CAP: A General Algorithm for Online Selective Conformal Prediction with FCR Control

Yajie Bao, Yuyang Huo, Haojie Ren, Changliang Zou.

Year: 2025, Volume: 26, Issue: 287, Pages: 1−74


Abstract

This paper studies the problem of post-selection predictive inference in an online fashion. To avoid devoting resources to unimportant units, a preliminary selection of the current individual before reporting its prediction interval is common and meaningful in online predictive tasks. As a result of the temporal multiplicity introduced by the online selection process, it becomes essential to control the real-time false coverage-statement rate (FCR) which measures the overall miscoverage level. We develop a general framework named CAP (Calibration after Adaptive Pick), which performs an adaptive pick rule on historical data to construct a calibration set if the current individual is selected. This is followed by the output of a conformal prediction interval for the unobserved label.
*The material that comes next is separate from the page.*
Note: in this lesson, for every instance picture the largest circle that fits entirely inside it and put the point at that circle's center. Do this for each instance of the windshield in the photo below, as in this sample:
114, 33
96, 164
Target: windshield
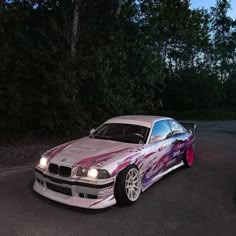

We present a series of tractable procedures for the construction of the calibration set for various popular online selection rules. It has been demonstrated that CAP achieves an exact selection-conditional coverage guarantee in the finite-sample and distribution-free regimes. In order to address the issue of the distribution shift in online data, we also embed CAP into some recent dynamic conformal prediction algorithms and prove that the proposed method can deliver long-run FCR control. Numerical results on both synthetic and real data corroborate that CAP can effectively control FCR around the target level and yield narrower prediction intervals than existing baselines across various settings.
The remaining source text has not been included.